A vida no Congresso e, em parte, na economia
permanecerá difícil por vários motivos, pois. Parte do apoio político pode ser
adquirida, a muito custo, com emendas e cargos. Outra parte, nem assim, dados o
entrincheiramento conservador e o sucesso de público do programa reacionário.
Para lembrar apenas de fatos recentes, vide o
plano entre irracional e selvagem de endurecer penas e a vida na cadeia. Ou a
Câmara de Florianópolis votando a internação
obrigatória de dependentes químicos e pessoas com problemas mentais. Vide
as dificuldades cada vez maiores de fazer aborto legal. Há mais na pauta.
Extremismos patrocinados pela tolice
governamental não vão ajudar a limitar a onda reacionária —ao contrário.

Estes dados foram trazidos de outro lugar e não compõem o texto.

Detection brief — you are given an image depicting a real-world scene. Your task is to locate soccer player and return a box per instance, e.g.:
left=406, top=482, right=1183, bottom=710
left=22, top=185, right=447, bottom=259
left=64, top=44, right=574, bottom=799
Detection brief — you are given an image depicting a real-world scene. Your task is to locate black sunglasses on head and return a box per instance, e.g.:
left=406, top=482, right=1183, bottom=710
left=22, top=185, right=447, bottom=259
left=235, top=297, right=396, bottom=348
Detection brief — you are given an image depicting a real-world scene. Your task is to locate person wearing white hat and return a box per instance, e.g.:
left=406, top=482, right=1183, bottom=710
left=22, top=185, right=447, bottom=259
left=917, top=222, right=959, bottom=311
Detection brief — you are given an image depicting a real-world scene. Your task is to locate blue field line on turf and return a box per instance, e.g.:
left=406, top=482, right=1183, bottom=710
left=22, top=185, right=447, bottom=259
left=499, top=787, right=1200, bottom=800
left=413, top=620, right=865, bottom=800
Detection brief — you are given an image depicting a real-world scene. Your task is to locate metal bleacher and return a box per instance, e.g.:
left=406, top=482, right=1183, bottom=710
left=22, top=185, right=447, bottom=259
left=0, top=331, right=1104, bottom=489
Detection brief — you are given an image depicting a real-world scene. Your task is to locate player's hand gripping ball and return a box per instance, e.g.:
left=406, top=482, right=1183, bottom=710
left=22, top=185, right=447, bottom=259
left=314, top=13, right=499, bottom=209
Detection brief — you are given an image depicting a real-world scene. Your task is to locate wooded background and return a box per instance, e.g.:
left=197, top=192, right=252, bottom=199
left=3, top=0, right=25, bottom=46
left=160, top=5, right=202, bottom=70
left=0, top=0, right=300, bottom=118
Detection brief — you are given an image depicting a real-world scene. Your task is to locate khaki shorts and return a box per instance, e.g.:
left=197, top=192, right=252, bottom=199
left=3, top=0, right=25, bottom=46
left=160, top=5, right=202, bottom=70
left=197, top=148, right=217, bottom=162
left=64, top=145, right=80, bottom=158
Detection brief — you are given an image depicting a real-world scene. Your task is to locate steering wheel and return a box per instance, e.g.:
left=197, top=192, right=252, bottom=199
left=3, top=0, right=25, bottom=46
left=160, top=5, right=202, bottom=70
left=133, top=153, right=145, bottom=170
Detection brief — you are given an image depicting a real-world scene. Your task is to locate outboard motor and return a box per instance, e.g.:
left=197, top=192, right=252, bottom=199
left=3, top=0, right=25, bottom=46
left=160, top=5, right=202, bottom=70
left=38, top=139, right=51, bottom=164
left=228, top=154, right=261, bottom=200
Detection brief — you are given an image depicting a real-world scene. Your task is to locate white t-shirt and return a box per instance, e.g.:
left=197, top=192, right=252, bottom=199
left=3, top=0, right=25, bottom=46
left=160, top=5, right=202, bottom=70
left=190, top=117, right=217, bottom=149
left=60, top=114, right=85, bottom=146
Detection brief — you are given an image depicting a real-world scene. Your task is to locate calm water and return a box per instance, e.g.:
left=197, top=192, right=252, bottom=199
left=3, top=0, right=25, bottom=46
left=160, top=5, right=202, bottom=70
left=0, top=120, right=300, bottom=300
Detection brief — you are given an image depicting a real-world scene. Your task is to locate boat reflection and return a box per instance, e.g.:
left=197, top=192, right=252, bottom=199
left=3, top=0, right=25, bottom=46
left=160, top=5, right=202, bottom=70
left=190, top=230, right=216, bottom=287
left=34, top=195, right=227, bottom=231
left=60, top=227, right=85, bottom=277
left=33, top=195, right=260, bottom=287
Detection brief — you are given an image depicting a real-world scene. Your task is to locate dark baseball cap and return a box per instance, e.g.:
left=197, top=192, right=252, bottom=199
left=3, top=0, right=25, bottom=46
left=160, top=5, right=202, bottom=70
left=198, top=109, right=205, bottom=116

Não se sabe o quanto da falação de Lula era
ignara e o quanto intencional, talvez um plano de fazer graça para o "Sul
Global". Entendidos em diplomacia podem vir a dizer se Lula assim fez
algum sucesso de posar de líder do novo terceiro-mundismo (e daí?). No mais, o
que muda?
Sem poder e recursos, o Brasil já não tinha
força nem mesmo para mediar de crises que afetam o centro do mundo. De resto,
nos falta tradição de neutralidade impoluta, imagem que tem sido manchada, vide
o governo das trevas e os desaforos parciais de Lula (Ucrânia, Gaza).
No mais, países do centro do mundo não vão
mudar a relação com o Brasil por causa do "affair" Israel. Os EUA
acabam de reafirmar que não querem ver o Brasil desgarrado ou arrebanhado pelo
"eixo do mal", China, Rússia. EUA e União Europeia vão continuar a
querer de nós o que queriam antes.
Sim, fica a mancha do vexame inepto e
provinciano, que se pode lavar, com esperteza e ênfase na linha de política
externa que interessa (ter influência e dinheiro no caso ambiental, por
exemplo).
É improvável que a massa do eleitorado se
importe decisivamente com o caso Israel, mas dependemos de pesquisa para saber.
Na margem, há risco. Lula ganhou a eleição por 2,1 milhões de votos migrados do
"centro", que queria algum apaziguamento político-social e se livrar
de Bolsonaro. A cada vez que Lula chuta o balde, morrem anjos do eleitorado
centrista.
Em suma, a barbeiragem ignara não muda grande
coisa, se alguma. Como estamos na lama, isto é ruim.
Um comentário:
Não houve barbeiragem,o que está acontecendo em Gaza é gravíssimo.